Va’ in pace, Maria. Ecco che ti tocco per sollevare dal tuo capo la
corona spinosa. Oggi la porterò Io per te. E non cercare mai altri
cuori fuorché il mio per consolare il tuo soffrire. Anche
percorressi tutta la terra non troveresti nessuno che ti capisse con
verità e giustizia come lo può fare Gesù, tuo Maestro e Amico.
Va’ in pace. Ti do la mia pace.» «Per capire le cose voi uomini
avete bisogno di mettere meticolosamente tutte le cose in chiaro.
Punti, virgole, esclamativi, interrogativi, e spesso non servono. Ma
Dio non ha bisogno di sofisticare tanto per capire. Egli vede nel
profondo e giudica il vostro profondo. È per questo che Io vi ho
detto: “Quando pregate non dite tante parole. Il vostro Padre sa di
che abbisognate”. Il vostro Padre capisce, Maria, vede, giudica,
con vera giustizia e con grande misericordia. Non misura col vostro
centimetro. Non condanna secondo il vostro codice, e non guarda coi
vostri occhi miopi. Anche quando una colpa c’è realmente, ma il
colpevole ne è così umiliato da giudicarsi da sé meritevole di
condanna, Io, Misericordia, dico: “Non ti condanno. Va’ e non
più peccare”, come ho detto all’adultera. Che il prossimo non
capisca mai con vera giustizia ne hai continue prove. L’ultima è
di ieri sera. Sono stati feriti il tuo cuore di figlia a la tua
suscettibilità di donna con un unico colpo. E da chi avrebbe potuto
conoscerti a fondo. Questo ti dimostri una volta di più che non
c’è che Dio che sia infinitamente giusto. Lascia cadere tutto
quello che non sia Dio. Voglio che tu viva di Dio solo. Vuoi un
esempio di come sia limitata la perspicacia umana? Tu, nel
trascrivere una frase, hai omesso, parendoti già chiaro il pensiero
mentre Io te lo dettavo, due parolette: in lei. Due microscopiche
parolette. Ma dopo né tu né altri avete più capito il
significato vero della frase. “Era anzi in lei (Maria) la Grazia
stessa”, cioè era pienamente in Maria Dio, Grazia stessa.

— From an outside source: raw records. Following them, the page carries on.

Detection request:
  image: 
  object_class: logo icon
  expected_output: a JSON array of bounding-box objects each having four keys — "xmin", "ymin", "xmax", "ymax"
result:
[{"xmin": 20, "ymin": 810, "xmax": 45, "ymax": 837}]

Un’inezia di omissione, ma che ha fatto sì che non afferraste
più bene il senso della frase . Così è di tutto. La limitata
vista intellettuale umana vede alla superficie e spesso malamente
anche alla superficie. Per questo vi ho detto: “Non giudicate”.
A
persuadere te e altri che quanto scrivi non è cosa tua, lascio
apposta delle lacune nella tua mente, come quella dei dieci giusti
che avrebbero potuto salvare quella antica città . L’hai dovuto
chiedere al Padre . Oppure lascio che tu commetta una piccola
modificazione per mostrarti che da te sbagli subito e ti levo la
voglia di riprovartici. In tal modo ti tengo bassa e persuasa che
nulla è tuo e tutto è mio. Tutto il bene che voi fate, anche se
molto vasto, è una piccolezza trascurabile se confrontata
all’infinito Bene che è Dio, e anche le vostre opere più
perfette, di una perfezione umana, sono piene di mende agli occhi di
Dio. Ma se voi le offrite unite ai miei meriti, ecco che esse
prendono le caratteristiche che piacciono a Dio, acquistano in
perfezione, in estensione, e divengono capaci di redenzione. Bisogna
sapere fare tutto in Me e imitando Me e nel mio Nome. Allora il Padre
mio vede nelle vostre opere il mio segno e la somiglianza mia e le
benedice e fa fruttare. Per una sbagliata umiltà non devi mai dire:
“Io non posso fare ciò”. Io l’ho detto: “Farete le stesse
opere che faccio Io”. Appunto perché rimanendo in Me con la
vostra buona volontà divenite dei piccoli Cristi capaci di seguire
Me, Cristo vero, in tutte le contingenze della vita.»